Figure 1. A timeline showing major breakthroughs and setbacks related to the detection of AI generated text and the tools that humanize text to avoid detection. Red arrows indicate results that counter previous ones. Colors indicate if the event increased or decreased how confident the public is in MGT detectors. Before MGT detectors were released, Quillbot was already used to obfuscate plagiarism. GPTZero was released with plenty of media coverage, but without any evidence to back its efficacy, one month later a benchmarking study found it to be very inaccurate. Open AI’s detector came with similar criticism, but the developers decided it was better to shelf the detector than to develop it further to be more accurate. In 2023 a study found that AI detectors were less accurate against certain non-native speakers, but a follow-up showed that algorithms trained on GRE questions was able to classify GRE questions with 99% accuracy, giving great confidence in detectors. But another study showed that such accuracy could not be maintained in broader scopes of text. Finally, the last red arrow points to a study that evaluated how detectors performed against several attacks, concluding that they ahead of the most common obfuscation techniques, but at present time tools like AIUndetect have an almost perfect success rate.

Figure 2

Bar chart comparing AI and human detection in abstracts by GPTZero and Copyleaks. Categories include ChatGPT, DeepSeek, and ChatGPT with AI Undetect. AI confidence is shown in shades of blue, human in shades of orange. Both tools show accuracies bewen 80% and 100%, except when AI Undetect is used, then the accuracy drops to about 5%.

Figure 2. GenAI text detectors and adversary attacks. Brief evaluation on the ability of GPTZero and Copyleaks to correctly classify MGT. We tested texts from ChatGPT and from DeepSeek. To test how easy it is to evade those detectors we used AIUndetect to paraphrase the text. We also gave ChatGPT a sample of real abstracts from previous papers published before 2022, we then asked it to create texts that looked human and that were based on that style. Copyleaks are given in AI percentages. GPTZero results were classified as Human or AI with different levels of confidence. Although the detectors had acceptable accuracy on the unedited MGTs, AIUndetect was able to fool them almost all times.

AI detection of mistakes in scientific literature

Mistakes in scientific literature are an enduring challenge in research.
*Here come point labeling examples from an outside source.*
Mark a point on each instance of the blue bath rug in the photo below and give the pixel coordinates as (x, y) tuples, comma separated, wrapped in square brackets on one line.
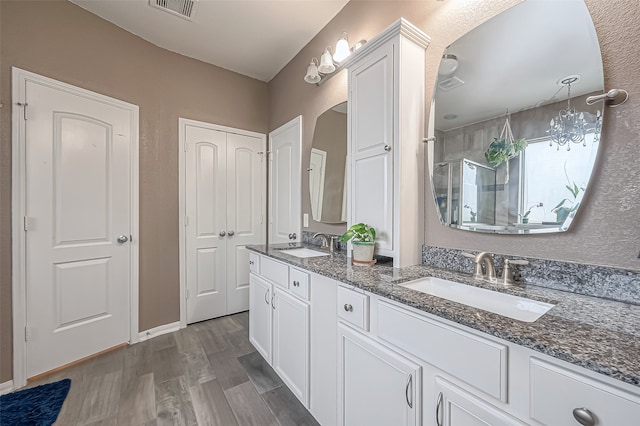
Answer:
[(37, 406)]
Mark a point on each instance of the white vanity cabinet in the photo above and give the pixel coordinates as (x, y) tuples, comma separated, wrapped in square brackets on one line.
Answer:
[(279, 322), (386, 125), (376, 386)]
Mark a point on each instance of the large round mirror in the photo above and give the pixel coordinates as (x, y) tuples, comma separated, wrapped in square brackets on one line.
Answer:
[(513, 140), (327, 166)]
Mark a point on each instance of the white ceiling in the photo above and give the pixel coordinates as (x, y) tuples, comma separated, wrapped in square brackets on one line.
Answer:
[(255, 38), (513, 61)]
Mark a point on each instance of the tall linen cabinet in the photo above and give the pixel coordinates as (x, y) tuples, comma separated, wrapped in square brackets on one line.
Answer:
[(386, 126)]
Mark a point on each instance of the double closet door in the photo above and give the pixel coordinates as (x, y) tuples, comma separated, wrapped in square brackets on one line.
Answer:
[(224, 187)]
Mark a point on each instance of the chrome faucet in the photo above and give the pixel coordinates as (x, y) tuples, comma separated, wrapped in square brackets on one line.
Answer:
[(484, 269), (327, 241)]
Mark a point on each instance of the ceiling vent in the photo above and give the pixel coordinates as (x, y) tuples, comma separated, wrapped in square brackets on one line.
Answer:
[(450, 83), (181, 8)]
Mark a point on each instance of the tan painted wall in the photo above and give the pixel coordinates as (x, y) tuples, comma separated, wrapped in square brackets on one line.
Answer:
[(62, 41), (606, 232)]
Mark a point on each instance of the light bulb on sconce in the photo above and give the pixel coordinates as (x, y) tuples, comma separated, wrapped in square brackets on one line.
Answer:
[(342, 49), (326, 62), (312, 75), (318, 72)]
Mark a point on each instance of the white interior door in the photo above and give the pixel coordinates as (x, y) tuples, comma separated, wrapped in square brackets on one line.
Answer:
[(78, 223), (245, 213), (284, 182), (206, 230)]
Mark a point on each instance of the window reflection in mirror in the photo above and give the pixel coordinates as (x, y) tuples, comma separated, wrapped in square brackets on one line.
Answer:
[(499, 87), (327, 166)]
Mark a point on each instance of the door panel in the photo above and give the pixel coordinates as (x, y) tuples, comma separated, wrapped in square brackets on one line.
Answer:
[(78, 200), (206, 193), (284, 184), (245, 198)]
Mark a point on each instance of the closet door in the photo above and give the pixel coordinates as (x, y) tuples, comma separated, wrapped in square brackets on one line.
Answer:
[(206, 233), (245, 201)]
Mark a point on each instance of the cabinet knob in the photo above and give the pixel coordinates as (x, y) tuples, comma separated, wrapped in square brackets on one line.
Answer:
[(584, 416)]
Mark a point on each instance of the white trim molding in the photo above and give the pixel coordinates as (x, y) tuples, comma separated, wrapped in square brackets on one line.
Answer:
[(6, 387), (19, 78), (158, 331)]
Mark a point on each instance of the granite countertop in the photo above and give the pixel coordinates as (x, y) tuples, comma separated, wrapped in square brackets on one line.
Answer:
[(597, 334)]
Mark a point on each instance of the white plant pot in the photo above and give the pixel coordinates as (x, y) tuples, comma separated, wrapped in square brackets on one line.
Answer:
[(363, 251)]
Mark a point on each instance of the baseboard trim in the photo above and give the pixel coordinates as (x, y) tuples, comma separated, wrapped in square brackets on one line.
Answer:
[(6, 387), (158, 331)]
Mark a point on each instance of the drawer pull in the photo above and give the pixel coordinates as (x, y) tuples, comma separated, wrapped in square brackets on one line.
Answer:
[(406, 391), (438, 406), (584, 416)]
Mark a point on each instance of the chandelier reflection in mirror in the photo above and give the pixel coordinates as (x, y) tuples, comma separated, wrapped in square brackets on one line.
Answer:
[(571, 126)]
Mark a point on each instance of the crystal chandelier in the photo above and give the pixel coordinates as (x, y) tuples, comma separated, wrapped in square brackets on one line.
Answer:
[(571, 126)]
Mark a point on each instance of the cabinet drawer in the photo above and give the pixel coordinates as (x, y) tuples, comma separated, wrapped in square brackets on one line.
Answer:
[(479, 362), (275, 271), (555, 392), (353, 307), (254, 263), (299, 283)]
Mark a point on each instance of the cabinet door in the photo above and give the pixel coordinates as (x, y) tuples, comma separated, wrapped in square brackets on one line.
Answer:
[(371, 144), (260, 307), (291, 343), (455, 407), (376, 386)]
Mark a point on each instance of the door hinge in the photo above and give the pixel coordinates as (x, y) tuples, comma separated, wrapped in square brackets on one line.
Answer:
[(24, 108)]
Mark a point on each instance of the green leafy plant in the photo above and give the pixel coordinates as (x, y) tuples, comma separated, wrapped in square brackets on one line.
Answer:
[(568, 206), (359, 232), (525, 216), (502, 150)]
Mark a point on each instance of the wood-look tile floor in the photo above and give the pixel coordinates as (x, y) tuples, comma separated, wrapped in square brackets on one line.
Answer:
[(205, 374)]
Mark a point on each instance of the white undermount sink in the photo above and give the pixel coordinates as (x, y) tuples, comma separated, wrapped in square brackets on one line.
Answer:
[(507, 305), (305, 252)]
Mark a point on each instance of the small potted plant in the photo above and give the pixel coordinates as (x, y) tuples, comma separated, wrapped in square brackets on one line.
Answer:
[(363, 239)]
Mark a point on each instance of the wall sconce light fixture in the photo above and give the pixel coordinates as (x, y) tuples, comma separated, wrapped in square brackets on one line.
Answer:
[(318, 72)]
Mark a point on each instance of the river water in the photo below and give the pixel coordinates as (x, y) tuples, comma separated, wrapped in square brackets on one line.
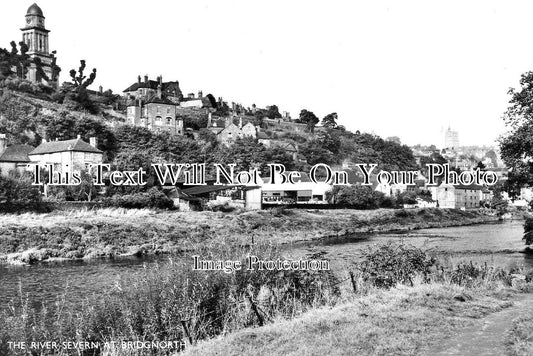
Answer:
[(499, 243)]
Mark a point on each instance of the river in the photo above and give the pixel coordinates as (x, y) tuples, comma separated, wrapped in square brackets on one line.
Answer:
[(499, 243)]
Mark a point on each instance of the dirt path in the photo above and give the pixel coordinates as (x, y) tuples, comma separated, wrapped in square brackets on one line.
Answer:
[(487, 335)]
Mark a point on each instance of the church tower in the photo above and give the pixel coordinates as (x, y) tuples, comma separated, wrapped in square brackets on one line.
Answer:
[(35, 35)]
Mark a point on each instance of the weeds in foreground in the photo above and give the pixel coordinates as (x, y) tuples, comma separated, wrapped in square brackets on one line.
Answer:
[(172, 302)]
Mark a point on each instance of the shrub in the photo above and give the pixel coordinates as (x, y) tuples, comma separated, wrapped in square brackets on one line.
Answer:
[(528, 231), (153, 198), (152, 304), (468, 274), (17, 194), (390, 264)]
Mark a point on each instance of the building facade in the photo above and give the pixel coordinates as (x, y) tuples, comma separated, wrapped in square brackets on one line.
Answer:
[(458, 196), (67, 156), (14, 158), (451, 139), (43, 68)]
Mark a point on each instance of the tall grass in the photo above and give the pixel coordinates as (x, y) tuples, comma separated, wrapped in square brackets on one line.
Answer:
[(172, 302)]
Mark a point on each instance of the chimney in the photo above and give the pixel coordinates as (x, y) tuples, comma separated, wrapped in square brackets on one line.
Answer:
[(3, 143), (180, 125)]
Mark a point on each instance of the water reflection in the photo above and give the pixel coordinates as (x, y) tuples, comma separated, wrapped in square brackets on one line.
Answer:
[(81, 279)]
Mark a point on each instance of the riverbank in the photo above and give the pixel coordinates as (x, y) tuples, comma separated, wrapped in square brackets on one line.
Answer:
[(30, 238), (414, 320)]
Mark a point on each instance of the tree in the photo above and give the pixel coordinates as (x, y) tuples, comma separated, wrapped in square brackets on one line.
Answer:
[(308, 118), (356, 196), (517, 146), (330, 121), (273, 112), (79, 79)]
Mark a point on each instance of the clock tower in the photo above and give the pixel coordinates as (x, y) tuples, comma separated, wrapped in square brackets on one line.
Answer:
[(35, 35)]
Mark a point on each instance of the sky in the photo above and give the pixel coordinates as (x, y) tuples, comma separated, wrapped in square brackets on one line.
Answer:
[(395, 68)]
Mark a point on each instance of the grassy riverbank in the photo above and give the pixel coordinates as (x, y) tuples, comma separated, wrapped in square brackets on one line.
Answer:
[(400, 321), (29, 238), (404, 302)]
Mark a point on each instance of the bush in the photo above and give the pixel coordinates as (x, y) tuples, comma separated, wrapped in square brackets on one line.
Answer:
[(387, 265), (152, 304), (528, 231), (468, 274), (153, 198), (17, 194)]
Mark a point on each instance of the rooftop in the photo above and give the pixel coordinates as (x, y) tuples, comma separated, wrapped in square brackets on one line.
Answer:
[(16, 153), (61, 146)]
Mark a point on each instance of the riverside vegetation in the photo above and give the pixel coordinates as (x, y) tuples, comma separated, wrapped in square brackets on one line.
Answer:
[(29, 238), (398, 300)]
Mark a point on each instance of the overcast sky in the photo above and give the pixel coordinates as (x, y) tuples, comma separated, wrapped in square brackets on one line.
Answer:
[(395, 68)]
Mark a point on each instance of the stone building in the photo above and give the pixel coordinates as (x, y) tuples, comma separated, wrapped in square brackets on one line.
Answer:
[(457, 196), (156, 109), (35, 35), (451, 139), (67, 156), (13, 158), (144, 89)]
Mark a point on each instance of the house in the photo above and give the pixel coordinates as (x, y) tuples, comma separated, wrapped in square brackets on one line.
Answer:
[(42, 67), (13, 158), (458, 196), (303, 192), (290, 148), (148, 88), (198, 102), (154, 110), (181, 200), (232, 132), (67, 156), (246, 197)]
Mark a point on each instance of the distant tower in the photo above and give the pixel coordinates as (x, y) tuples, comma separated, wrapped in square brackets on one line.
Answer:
[(35, 35), (451, 139)]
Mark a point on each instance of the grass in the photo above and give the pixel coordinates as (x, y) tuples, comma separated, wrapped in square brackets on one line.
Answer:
[(400, 321), (29, 238), (521, 336), (311, 313)]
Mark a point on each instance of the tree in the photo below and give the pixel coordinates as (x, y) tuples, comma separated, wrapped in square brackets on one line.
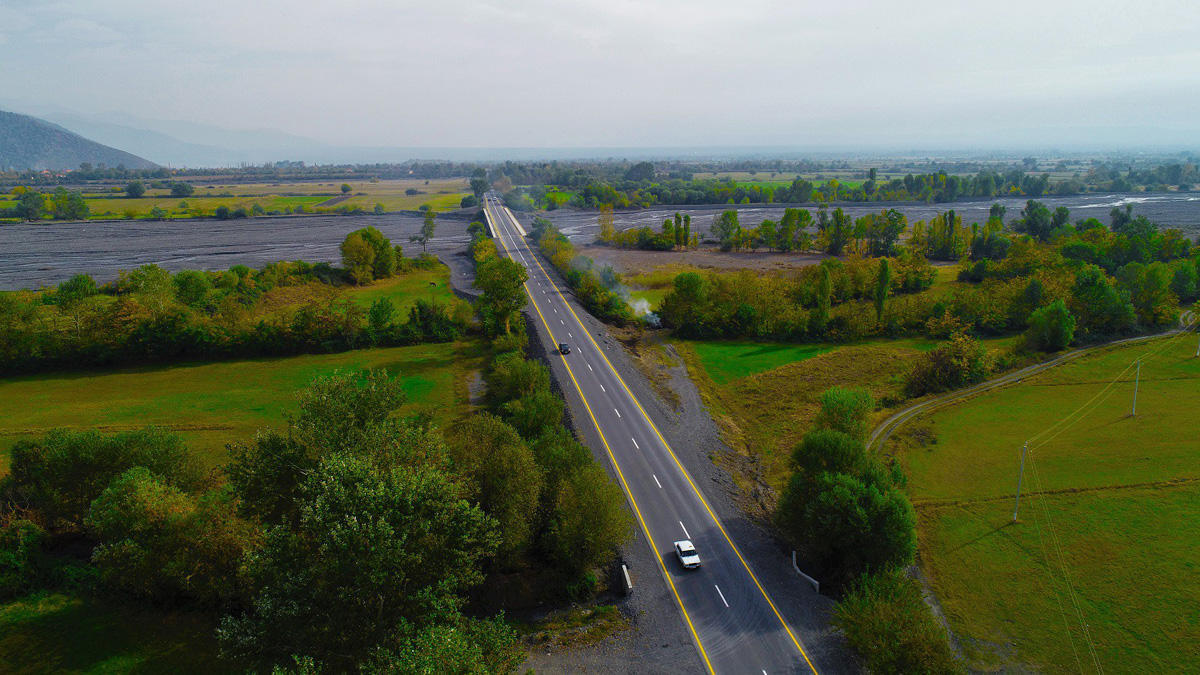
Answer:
[(160, 543), (843, 511), (427, 226), (30, 205), (61, 473), (838, 232), (358, 258), (589, 520), (888, 623), (1036, 221), (503, 477), (502, 281), (1051, 328), (957, 363), (846, 410), (820, 316), (479, 185), (384, 258), (882, 288), (727, 231), (373, 549)]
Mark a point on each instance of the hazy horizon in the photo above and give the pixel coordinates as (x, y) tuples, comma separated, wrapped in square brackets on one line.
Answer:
[(603, 75)]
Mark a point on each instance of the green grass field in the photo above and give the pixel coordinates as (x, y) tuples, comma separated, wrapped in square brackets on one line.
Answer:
[(403, 291), (213, 404), (763, 395), (1109, 518), (53, 632), (442, 195)]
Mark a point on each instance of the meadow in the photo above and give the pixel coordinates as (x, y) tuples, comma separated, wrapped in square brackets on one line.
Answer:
[(441, 195), (213, 404), (763, 395), (1101, 569)]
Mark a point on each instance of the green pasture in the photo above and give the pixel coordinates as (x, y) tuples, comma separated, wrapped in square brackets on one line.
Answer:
[(405, 290), (51, 632), (213, 404), (1107, 537)]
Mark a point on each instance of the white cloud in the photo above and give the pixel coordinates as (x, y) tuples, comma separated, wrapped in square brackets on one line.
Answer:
[(624, 72)]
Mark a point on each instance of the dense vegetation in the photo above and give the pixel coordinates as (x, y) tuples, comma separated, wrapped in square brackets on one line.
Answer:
[(149, 315), (642, 185), (595, 291), (355, 539), (1111, 280)]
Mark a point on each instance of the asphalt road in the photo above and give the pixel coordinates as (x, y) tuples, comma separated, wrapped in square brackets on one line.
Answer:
[(735, 625)]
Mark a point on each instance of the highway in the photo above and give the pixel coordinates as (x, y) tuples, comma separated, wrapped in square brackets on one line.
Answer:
[(735, 625)]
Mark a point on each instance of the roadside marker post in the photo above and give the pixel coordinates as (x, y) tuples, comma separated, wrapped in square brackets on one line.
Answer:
[(1020, 475)]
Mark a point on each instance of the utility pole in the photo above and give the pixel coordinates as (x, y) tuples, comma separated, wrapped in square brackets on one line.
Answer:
[(1135, 382), (1025, 448)]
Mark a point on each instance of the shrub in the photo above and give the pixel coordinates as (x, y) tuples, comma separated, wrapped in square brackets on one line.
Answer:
[(22, 560), (60, 475), (846, 410), (891, 627), (1051, 328), (957, 363)]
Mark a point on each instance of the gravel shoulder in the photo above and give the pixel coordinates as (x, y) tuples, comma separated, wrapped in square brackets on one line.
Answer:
[(659, 640)]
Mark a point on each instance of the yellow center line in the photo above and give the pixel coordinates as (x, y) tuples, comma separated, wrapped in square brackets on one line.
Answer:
[(684, 471), (616, 465)]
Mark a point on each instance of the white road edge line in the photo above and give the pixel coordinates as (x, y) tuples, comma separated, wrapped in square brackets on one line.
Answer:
[(723, 596)]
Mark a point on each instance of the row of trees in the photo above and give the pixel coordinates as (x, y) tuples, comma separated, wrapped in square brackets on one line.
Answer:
[(847, 514), (676, 233), (595, 290), (346, 542), (150, 315)]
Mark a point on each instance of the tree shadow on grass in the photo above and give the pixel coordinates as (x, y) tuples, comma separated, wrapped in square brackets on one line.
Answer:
[(54, 632)]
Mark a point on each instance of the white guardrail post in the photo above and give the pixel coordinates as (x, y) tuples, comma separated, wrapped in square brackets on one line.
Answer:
[(816, 585)]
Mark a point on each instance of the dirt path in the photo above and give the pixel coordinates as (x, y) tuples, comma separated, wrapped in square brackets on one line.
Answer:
[(883, 431)]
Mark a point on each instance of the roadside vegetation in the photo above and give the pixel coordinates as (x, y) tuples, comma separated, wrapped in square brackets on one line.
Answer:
[(178, 198), (798, 366), (250, 555), (1097, 569), (149, 315)]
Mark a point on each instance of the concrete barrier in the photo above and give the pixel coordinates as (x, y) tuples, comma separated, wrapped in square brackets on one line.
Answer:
[(816, 585)]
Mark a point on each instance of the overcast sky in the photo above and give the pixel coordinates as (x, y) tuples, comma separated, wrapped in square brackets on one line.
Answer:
[(623, 73)]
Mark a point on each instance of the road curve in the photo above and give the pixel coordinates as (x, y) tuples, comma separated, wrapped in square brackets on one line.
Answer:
[(732, 621), (883, 431)]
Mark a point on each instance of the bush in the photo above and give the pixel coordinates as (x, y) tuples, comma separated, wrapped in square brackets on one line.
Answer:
[(847, 524), (846, 410), (60, 475), (161, 544), (957, 363), (1051, 328), (22, 561), (891, 627)]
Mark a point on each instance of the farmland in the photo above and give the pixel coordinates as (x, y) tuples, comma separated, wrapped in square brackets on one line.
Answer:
[(1099, 572), (441, 195)]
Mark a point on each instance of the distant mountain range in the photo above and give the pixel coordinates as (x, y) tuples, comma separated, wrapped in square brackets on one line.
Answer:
[(33, 143)]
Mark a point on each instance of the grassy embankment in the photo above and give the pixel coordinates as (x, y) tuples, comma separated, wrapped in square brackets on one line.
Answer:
[(441, 195), (208, 405), (1109, 518)]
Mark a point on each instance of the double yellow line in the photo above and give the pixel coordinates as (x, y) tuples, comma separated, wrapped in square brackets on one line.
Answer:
[(671, 452)]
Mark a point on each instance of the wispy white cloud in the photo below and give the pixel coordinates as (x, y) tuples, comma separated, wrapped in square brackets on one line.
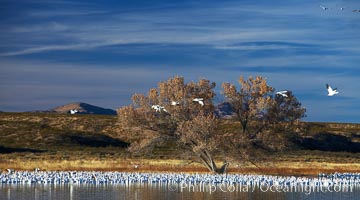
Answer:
[(219, 27)]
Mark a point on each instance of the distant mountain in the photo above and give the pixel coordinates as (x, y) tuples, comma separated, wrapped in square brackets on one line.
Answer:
[(83, 108)]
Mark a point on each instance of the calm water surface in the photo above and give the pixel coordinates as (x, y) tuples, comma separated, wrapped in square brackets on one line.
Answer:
[(157, 191)]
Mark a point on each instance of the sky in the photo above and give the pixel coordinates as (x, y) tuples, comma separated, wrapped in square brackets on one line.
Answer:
[(54, 52)]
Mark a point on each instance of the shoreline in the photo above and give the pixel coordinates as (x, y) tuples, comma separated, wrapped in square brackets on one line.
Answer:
[(180, 166)]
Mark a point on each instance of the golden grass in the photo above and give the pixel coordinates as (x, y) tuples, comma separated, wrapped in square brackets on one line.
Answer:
[(167, 165)]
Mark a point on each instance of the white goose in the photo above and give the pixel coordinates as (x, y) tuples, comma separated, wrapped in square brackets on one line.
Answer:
[(199, 100), (282, 93), (331, 92)]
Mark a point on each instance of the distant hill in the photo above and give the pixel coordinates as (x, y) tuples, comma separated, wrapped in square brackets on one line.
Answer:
[(83, 108)]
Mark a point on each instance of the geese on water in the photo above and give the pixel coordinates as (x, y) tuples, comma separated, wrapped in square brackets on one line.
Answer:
[(331, 92), (282, 93), (174, 103), (158, 108), (73, 111), (199, 100)]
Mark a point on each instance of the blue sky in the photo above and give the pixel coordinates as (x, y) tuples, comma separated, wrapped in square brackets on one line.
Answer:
[(101, 52)]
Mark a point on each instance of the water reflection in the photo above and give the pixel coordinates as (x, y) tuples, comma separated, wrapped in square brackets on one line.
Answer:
[(151, 191)]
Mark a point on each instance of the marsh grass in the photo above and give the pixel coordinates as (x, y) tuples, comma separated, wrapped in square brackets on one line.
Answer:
[(94, 142)]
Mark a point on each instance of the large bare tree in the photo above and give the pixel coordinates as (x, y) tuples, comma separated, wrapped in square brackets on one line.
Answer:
[(179, 110), (257, 108)]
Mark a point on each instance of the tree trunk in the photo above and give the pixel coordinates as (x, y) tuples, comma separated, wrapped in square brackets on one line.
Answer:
[(209, 162)]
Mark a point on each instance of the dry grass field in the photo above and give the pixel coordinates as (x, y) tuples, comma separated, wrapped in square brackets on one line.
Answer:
[(95, 142)]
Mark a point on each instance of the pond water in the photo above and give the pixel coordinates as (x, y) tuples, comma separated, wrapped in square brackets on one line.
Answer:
[(167, 191)]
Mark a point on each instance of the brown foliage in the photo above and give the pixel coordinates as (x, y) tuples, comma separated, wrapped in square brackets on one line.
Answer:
[(180, 116)]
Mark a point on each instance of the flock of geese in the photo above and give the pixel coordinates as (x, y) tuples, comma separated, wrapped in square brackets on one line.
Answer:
[(97, 177), (283, 93)]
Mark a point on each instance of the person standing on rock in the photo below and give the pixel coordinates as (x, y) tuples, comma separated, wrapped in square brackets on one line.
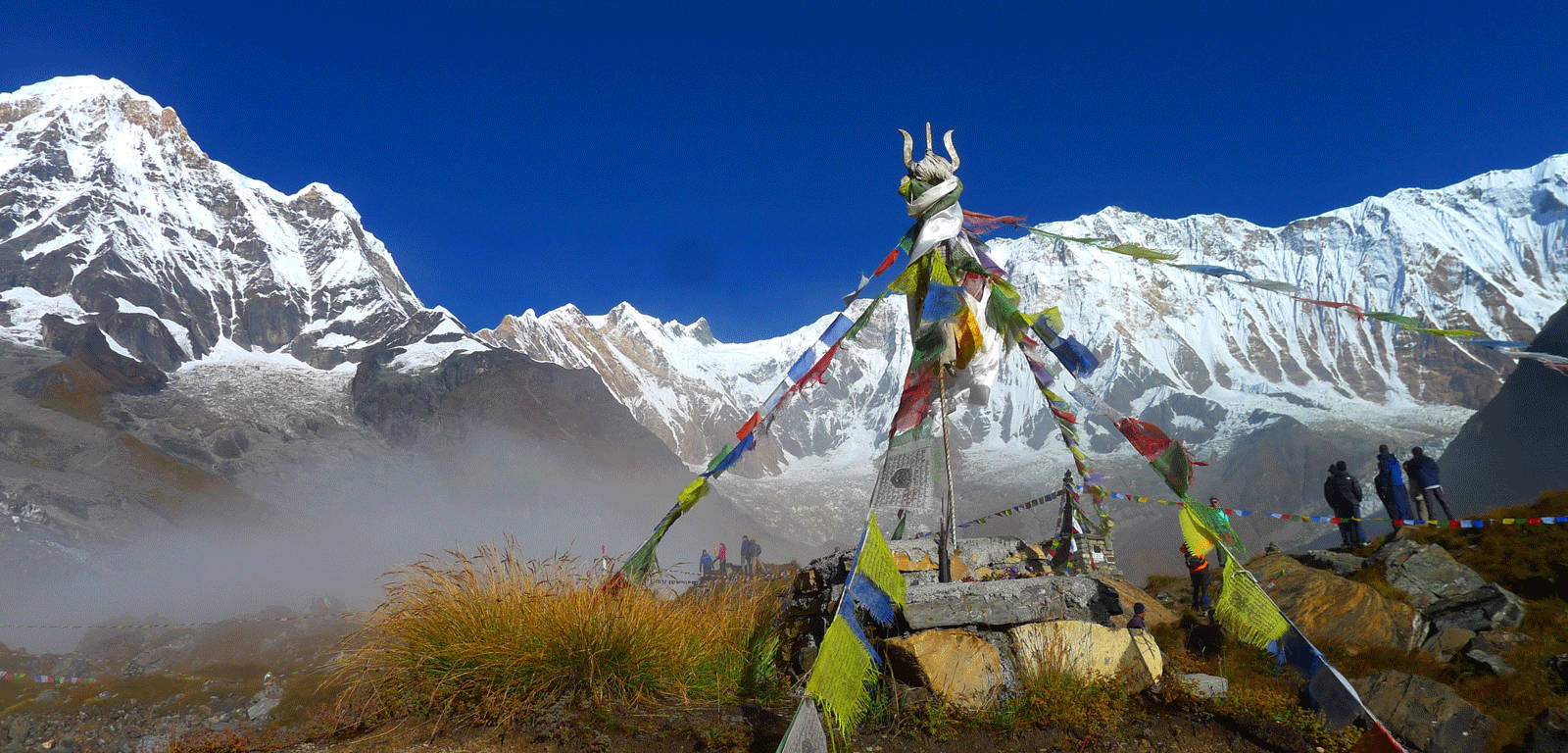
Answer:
[(1390, 485), (1424, 477), (1343, 494), (1199, 572), (1136, 622)]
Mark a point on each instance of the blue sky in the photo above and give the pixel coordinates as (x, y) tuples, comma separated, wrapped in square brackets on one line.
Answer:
[(739, 162)]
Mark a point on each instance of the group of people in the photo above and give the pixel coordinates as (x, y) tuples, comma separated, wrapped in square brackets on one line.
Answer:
[(1343, 491), (750, 554)]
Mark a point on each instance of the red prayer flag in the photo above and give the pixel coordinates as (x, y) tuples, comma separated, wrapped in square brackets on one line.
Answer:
[(750, 426), (893, 256), (1147, 438)]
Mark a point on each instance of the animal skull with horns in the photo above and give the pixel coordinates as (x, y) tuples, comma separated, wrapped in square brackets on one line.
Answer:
[(932, 169)]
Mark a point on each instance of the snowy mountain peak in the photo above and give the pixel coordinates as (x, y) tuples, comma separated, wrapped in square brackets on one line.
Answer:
[(109, 200)]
Since science is a human endeavor, errors are an inevitable part of the process. Some mistakes stem from honest miscalculations, misinterpretations, or technical oversights, while others arise from fraudulent practices, including data fabrication, image manipulation, and methodological misreporting (Conroy, 2025). Regardless of their origin, such errors can have a lasting impact, misleading subsequent research, influencing policy decisions, and eroding public trust in science.

Recognizing the importance of quality control, the scientific community has long sought ways to identify mistakes more systematically. Notably, efforts to automate error detection began well before the current surge in GenAI. One early initiative is Statcheck, a tool developed for automatically scanning published articles to verify the consistency of reported statistical values (e.g., p-values and test statistics). Statcheck compares reported values to recalculated ones and flags potential inconsistencies, helping journals and readers spot statistical errors that might otherwise go unnoticed (Nuijten and Polanin, 2020). A second early example comes from Retraction Watch (n.d.) and the accompanying Retraction Database, which tracks retracted papers and the reasons behind them. Although not an automation tool per se, it has been instrumental in documenting patterns of misconduct and unintentional errors, laying the groundwork for data-driven approaches to understanding mistakes in the literature.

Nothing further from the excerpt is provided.